Also, it contains memory allocation for user space programs and kernel internal structures. Linux memory management subsystem includes files mapping into the address space of the processes and several other things.

Linux memory management subsystem is a complicated system with several configurable settings. Almost every setting is available by the /proc filesystem and could be adjusted and acquired with sysctl. These types of APIs are specified inside the man 5 proc and Documentation for /proc/sys/vm/.

Linux memory management includes its jargon. Here we discuss in detail that how to understand several mechanisms of Linux memory management.

Concepts Overview

Linux memory management is a complicated system and included so many functionalities for supporting various system varieties through the MMU-less microcontrollers to the supercomputers.

For systems, the memory management without the MMU is known as nommu and it gains a dedicated document which will hopefully be written eventually. However, a few concepts are similar.

Here, we will assume that the MMU exists and the CPU can convert any virtual address into the physical address.

Linux Memory Management

Huge Pages
Virtual Memory Primer
Zones
Page Cache
Nodes
Anonymous Memory
OOM killer
Compaction
Reclaim

Huge Pages

The translation of addresses requires various memory accesses. These memory accesses are very slow as compared to the speed of the CPU. To ignore spending precious cycles of the processor on the translation of the address, CPUs manage the cache of these types of translations known as Translation Lookaside Buffer (TLB).

Virtual Memory Primer

In a computer system, physical memory is a restricted resource. The physical memory isn’t contiguous necessarily. It may be accessible as a group of different ranges of addresses. Besides, distinct architectures of CPU and implementations of similar architecture have distinct perspectives of how these types of ranges are specified.

It will make dealing with physical memory directly quite difficult and to ignore this complexity a mechanism virtual memory was specified.

The virtual memory separates the physical memory details through the application software.

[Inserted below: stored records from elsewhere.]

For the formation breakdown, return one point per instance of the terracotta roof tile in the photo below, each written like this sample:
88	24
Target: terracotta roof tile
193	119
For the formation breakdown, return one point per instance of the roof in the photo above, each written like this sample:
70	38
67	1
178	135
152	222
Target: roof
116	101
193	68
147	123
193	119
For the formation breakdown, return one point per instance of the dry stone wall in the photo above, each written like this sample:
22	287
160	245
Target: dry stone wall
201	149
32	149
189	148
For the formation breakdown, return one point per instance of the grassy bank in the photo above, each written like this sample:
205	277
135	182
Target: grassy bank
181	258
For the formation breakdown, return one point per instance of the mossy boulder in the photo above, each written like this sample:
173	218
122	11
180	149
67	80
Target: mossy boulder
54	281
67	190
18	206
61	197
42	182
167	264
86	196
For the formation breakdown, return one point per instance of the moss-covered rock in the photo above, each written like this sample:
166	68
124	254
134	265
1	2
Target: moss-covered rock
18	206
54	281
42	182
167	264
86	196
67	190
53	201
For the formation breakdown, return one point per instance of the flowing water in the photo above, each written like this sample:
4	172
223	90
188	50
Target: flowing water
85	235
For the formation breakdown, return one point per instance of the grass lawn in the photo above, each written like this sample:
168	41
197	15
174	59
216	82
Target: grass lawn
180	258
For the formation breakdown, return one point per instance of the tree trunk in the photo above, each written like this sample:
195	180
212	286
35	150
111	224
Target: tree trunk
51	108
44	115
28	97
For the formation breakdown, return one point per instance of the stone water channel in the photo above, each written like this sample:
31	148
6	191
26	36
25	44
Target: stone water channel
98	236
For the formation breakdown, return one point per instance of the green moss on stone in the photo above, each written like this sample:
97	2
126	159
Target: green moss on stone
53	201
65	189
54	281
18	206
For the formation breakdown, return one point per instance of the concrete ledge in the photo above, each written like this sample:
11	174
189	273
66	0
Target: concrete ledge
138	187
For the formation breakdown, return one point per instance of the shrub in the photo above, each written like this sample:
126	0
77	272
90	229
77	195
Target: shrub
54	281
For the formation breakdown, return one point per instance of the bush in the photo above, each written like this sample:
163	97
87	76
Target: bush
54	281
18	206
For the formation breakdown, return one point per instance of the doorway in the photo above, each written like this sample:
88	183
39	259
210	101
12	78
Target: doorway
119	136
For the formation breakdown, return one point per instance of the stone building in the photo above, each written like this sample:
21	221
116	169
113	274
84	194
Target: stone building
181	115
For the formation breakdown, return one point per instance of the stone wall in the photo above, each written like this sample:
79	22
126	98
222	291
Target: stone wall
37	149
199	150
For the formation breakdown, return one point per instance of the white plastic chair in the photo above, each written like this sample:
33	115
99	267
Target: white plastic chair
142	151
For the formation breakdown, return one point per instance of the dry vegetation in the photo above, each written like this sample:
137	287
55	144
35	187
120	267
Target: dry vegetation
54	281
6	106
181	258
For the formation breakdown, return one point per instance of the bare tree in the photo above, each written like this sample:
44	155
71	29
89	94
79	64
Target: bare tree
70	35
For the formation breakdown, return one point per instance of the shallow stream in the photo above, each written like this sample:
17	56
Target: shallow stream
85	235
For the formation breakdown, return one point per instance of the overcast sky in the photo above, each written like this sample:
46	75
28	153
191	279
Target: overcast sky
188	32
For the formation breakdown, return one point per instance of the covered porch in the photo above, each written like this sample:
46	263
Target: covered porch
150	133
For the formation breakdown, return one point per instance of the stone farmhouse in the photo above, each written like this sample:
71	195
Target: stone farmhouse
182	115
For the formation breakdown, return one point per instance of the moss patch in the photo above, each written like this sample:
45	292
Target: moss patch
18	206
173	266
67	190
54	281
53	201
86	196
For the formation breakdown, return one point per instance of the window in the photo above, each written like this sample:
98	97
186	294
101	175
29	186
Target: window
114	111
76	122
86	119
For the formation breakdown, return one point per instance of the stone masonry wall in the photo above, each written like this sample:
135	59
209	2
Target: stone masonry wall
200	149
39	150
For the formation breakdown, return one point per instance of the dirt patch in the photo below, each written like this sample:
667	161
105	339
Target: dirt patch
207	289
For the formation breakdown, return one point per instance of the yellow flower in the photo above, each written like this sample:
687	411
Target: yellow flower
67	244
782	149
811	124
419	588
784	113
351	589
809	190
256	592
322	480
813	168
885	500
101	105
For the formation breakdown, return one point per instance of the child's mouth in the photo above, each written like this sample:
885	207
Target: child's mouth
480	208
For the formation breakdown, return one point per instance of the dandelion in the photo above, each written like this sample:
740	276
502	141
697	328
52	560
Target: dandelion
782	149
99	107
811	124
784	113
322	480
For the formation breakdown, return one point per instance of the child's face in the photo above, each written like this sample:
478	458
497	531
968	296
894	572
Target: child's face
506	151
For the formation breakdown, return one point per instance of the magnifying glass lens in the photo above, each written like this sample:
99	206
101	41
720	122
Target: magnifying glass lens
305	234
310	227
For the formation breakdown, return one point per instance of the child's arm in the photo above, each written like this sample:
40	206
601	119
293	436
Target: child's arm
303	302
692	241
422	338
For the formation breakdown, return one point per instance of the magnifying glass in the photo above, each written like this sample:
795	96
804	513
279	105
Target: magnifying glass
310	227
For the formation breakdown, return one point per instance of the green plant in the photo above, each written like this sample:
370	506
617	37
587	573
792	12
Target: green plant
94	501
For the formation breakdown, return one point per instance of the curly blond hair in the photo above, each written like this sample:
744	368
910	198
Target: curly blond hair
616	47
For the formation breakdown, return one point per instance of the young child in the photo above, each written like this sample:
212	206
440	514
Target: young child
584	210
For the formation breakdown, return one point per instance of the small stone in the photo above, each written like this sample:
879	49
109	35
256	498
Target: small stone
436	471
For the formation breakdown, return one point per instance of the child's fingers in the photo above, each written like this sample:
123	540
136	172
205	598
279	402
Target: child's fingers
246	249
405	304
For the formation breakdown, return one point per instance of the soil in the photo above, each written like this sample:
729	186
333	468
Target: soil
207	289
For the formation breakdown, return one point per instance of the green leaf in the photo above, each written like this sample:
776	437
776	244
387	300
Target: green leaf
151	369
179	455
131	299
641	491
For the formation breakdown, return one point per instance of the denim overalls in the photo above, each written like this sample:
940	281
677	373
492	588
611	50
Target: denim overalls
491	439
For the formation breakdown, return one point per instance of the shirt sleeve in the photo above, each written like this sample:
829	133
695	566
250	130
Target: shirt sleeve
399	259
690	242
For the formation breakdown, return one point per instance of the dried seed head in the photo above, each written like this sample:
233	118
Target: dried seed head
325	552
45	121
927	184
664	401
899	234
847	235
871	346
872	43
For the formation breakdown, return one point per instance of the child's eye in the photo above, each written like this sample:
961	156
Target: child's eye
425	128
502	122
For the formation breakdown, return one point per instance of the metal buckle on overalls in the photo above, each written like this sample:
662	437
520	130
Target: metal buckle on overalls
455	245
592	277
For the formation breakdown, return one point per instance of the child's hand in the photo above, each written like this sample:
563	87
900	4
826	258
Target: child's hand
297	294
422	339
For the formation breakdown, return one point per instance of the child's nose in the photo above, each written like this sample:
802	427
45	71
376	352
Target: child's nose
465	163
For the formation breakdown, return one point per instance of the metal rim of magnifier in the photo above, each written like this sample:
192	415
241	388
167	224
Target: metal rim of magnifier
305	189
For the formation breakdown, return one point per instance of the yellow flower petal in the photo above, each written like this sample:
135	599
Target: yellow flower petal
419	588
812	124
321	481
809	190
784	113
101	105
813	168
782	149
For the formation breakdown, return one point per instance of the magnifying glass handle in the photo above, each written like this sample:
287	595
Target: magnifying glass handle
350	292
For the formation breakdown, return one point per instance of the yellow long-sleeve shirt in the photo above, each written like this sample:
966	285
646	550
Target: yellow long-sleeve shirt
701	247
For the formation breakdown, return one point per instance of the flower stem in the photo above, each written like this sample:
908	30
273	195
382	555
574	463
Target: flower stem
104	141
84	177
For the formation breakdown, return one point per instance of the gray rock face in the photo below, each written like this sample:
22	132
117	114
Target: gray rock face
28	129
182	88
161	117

It permits to keep of only required details inside the physical memory. It gives a mechanism for controlled data sharing and protection between processes.

Zones

Linux combines memory pages into some zones according to the possible usage. Let’s say, ZONE_HIGHMEM will include memory that isn’t mapped permanently into the address space of the kernel, ZONE_DMA will include memory that could be used by various devices for DMA, and ZONE_NORMAL will include addressed pages normally.

Page Cache

The common case to get data into memory is to read it through files as the physical memory is unstable.

The data will be put in the page cache to ignore expensive access of disk on the subsequent reads whenever any file is read.

Similarly, the data will be positioned inside the page cache and gets into the backing storage device whenever any file is written.

Nodes

Several multi-processor machines can be defined as the NUMA – Non-Uniform Memory Access systems. The memory is organized into banks that include distinct access latency relying on the “distance” through the processor in these types of systems. All the banks are known as a node and for all nodes, Linux creates a subsystem of independent memory management. A single node contains its zones set, list of used and free pages, and several statistics counters.

Anonymous Memory

The anonymous mapping or anonymous memory specifies memory that isn’t backed by any file system. These types of mappings are implicitly developed for heap and stack of the program or by explicitly calls to the mmap(2) system call.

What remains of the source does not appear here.